The Rabbi’s Daughter received a flattering six page spread in The London Sunday Times which called it “hard to put down” and a “publisher’s dream, a gripping tale of a woman searching in all the wrong places and ultimately finding herself.”

Comments on the London Times’ website were more mixed. One poster wrote “Great book, but I can’t believe it’s true.” Another commented “What an obscenity! What some people will do for a dollar!”

Mann, now 50, is more introspective. She began penning the book while recovering from breast cancer. “Writing everything down was about my beginning to be a new person. I wasn’t just getting it off my chest,” she explained in an interview with Haaretz.

Mann closes her book, surprisingly, away from Israel on a trip to India with her now teenage children where she reflects back on her life. She is no longer the outcast; her rebellious nature has been tempered. She broke off her abusive relationship with Sam six years ago, and now laments that she lives “the life of a nun and worry I am once again going to an extreme, this time of sexual abstention.” She knows that “Jewish souls can only find true closeness to God through the Torah” even while she admits having difficulties keeping the laws herself.

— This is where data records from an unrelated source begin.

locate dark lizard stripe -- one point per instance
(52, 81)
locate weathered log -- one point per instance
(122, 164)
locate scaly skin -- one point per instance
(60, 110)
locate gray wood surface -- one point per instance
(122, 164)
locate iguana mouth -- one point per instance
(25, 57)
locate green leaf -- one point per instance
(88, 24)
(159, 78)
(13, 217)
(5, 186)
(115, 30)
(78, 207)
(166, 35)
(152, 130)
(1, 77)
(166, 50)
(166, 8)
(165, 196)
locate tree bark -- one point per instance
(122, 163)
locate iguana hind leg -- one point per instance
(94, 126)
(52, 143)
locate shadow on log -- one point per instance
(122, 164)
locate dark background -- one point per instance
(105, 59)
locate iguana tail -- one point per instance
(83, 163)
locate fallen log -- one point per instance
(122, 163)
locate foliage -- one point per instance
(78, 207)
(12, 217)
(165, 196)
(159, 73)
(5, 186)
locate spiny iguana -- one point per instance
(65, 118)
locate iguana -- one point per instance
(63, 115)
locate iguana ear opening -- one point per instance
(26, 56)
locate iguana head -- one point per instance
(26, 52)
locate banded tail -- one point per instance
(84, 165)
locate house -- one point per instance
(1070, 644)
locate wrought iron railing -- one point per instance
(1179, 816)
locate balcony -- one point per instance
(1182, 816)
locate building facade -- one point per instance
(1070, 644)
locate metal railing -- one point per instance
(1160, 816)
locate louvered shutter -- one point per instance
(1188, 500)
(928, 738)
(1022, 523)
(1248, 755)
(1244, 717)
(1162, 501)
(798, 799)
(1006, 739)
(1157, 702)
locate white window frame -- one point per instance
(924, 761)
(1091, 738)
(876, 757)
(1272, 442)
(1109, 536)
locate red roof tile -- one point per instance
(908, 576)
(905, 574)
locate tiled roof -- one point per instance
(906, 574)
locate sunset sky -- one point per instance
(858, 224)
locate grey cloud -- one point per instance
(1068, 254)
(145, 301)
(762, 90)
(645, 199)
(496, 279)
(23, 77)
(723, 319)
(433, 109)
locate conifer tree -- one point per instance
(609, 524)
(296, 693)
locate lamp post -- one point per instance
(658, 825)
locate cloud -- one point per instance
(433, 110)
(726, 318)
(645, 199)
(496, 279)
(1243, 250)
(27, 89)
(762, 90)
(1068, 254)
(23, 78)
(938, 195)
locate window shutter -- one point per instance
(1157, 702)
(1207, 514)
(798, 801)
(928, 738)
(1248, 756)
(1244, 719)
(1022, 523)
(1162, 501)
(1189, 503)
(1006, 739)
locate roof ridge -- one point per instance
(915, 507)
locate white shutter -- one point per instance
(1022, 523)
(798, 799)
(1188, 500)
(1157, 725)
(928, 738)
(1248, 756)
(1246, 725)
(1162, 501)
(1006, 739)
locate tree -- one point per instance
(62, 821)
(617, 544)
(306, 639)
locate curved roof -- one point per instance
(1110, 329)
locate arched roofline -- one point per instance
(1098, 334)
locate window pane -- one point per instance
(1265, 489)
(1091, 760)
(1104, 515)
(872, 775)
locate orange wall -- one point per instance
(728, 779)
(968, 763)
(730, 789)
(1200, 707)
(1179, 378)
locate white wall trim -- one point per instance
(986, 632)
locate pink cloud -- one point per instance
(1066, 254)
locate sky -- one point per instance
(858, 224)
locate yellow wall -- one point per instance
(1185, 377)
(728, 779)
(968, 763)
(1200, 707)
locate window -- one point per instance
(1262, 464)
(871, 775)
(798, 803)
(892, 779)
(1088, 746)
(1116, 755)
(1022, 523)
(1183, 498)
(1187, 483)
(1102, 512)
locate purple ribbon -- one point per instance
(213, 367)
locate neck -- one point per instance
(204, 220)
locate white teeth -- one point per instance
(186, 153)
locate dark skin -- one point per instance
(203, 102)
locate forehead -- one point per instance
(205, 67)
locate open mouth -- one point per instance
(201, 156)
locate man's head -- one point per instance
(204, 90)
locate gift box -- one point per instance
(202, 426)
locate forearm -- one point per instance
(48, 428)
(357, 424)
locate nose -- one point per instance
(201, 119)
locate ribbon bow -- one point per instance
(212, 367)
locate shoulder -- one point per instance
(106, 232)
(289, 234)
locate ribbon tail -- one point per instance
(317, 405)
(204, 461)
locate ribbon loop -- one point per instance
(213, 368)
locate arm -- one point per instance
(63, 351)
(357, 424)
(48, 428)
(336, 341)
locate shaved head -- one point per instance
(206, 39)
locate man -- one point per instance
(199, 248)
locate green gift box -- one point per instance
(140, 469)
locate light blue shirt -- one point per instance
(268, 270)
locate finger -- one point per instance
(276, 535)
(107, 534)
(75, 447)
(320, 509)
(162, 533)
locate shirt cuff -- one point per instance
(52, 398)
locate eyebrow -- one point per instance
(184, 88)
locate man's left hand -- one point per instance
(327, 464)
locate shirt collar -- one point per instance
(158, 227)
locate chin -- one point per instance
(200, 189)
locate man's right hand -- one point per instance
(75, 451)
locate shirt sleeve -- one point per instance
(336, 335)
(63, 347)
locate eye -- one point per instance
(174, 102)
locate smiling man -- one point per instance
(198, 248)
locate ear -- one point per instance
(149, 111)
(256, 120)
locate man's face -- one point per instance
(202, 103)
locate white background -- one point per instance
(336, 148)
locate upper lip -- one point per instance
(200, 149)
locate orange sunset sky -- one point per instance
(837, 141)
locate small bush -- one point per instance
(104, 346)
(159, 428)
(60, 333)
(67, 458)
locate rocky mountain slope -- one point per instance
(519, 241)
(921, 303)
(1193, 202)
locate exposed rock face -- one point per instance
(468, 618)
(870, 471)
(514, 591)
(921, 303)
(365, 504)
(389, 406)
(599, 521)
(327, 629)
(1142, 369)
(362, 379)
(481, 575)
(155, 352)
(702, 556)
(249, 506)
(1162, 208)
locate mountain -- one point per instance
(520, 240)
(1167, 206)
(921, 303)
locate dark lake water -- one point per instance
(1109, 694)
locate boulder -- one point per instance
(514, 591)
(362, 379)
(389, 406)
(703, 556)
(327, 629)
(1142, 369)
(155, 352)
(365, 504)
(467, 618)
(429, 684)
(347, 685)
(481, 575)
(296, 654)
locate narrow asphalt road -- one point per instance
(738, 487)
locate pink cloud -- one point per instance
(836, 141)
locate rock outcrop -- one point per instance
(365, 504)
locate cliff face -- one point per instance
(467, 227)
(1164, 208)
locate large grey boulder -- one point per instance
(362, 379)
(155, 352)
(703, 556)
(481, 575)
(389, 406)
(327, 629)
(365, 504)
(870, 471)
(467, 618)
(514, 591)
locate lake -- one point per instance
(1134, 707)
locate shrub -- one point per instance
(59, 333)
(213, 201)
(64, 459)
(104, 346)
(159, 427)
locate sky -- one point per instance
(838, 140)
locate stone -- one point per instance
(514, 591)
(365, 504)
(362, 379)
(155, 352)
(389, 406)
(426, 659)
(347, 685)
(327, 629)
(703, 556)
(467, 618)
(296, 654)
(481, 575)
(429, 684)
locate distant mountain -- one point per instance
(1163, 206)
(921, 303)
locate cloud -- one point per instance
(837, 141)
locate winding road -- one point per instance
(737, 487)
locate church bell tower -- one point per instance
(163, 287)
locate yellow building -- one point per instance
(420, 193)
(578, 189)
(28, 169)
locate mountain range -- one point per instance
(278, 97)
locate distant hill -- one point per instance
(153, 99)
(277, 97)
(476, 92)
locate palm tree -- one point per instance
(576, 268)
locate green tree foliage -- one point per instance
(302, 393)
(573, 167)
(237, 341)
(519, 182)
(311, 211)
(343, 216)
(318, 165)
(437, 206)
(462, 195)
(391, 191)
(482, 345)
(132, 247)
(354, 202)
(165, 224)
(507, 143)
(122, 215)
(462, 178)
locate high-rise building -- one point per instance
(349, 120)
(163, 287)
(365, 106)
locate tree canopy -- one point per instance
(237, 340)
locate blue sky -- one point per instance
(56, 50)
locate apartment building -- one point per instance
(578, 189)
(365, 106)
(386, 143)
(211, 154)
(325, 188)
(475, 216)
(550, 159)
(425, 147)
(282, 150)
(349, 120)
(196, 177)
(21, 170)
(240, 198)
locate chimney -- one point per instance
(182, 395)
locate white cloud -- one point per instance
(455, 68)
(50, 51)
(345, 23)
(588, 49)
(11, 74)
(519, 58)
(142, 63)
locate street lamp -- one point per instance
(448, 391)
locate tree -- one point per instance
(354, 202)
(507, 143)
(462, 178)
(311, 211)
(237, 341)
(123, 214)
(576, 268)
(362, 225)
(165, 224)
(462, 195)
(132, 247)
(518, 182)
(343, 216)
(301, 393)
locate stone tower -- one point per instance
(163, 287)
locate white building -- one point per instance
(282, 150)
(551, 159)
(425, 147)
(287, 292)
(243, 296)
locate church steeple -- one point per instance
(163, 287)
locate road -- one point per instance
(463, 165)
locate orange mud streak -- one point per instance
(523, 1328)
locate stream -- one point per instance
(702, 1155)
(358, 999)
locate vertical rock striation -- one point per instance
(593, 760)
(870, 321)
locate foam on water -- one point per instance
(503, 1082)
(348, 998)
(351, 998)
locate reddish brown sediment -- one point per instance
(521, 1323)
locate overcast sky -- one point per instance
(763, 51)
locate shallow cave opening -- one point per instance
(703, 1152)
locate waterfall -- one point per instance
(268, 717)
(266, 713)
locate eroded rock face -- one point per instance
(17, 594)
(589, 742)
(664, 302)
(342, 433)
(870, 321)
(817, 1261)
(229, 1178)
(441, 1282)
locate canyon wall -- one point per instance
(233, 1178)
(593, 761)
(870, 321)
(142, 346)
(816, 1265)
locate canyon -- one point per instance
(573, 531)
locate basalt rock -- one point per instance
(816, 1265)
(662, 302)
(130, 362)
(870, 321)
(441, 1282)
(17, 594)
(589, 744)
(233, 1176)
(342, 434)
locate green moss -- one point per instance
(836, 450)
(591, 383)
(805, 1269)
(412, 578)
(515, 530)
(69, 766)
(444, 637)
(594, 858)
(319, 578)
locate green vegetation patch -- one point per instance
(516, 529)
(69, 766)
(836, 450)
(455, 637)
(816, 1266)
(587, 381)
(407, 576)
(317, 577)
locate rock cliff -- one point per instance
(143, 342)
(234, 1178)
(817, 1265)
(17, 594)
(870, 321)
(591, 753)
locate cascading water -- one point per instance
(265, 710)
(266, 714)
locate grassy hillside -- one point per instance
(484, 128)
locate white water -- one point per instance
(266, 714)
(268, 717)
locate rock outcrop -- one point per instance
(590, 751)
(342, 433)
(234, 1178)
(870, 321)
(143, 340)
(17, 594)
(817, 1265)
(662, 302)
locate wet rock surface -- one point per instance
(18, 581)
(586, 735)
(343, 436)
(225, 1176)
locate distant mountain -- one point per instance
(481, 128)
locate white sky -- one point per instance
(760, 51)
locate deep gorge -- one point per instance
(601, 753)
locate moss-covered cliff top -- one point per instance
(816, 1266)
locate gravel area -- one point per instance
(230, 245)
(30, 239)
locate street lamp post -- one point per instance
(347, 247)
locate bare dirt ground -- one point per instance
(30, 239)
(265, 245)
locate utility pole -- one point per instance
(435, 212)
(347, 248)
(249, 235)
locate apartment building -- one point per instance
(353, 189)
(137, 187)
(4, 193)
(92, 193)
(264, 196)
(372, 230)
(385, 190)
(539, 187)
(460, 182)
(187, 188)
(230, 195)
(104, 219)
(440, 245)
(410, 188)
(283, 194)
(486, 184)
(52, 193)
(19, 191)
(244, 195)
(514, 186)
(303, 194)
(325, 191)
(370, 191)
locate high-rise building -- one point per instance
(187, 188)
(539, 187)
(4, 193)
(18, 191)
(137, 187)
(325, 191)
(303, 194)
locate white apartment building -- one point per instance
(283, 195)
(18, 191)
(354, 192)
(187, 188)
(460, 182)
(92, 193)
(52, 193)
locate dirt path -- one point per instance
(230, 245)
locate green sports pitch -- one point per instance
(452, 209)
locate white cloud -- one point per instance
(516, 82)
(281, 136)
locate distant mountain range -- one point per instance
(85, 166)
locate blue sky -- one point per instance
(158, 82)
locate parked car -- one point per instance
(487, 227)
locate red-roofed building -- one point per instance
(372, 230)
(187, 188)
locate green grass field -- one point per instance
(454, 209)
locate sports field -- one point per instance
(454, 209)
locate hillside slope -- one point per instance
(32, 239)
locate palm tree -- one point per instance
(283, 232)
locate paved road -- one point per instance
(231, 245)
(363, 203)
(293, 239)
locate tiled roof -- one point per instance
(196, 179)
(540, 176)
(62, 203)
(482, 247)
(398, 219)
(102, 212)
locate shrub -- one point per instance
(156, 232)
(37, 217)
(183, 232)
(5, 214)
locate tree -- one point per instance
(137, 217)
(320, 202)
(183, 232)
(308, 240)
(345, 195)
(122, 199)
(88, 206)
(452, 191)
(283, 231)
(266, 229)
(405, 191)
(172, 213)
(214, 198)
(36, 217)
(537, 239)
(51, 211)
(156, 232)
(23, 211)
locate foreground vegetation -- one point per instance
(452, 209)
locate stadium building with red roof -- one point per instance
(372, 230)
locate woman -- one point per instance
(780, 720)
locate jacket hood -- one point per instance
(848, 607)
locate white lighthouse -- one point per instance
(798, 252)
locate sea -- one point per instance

“The Rabbi’s Daughter” is a riveting drama of sex, drugs and Orthodoxy to be sure, but also one of acceptance and healing. For those of us who have been on Mann’s path, it’s even an affirmation. I’m happy with the middle way I’ve chosen. I’m not entirely sure by the end of Mann’s book that she is. Still, “The Rabbi’s Daughter” is a sort of comfort; a reminder that the road many of us take is not quite so lonely.

“The Rabbi’s Daughter: A True Story of Sex, Drugs and Orthodoxy,” by Reva Mann, is published by Hodder & Stoughton in the U.K. and The Dial Press in the U.S. It’s available at local bookstores and online at Amazon.com. Her website is www.revamann.com.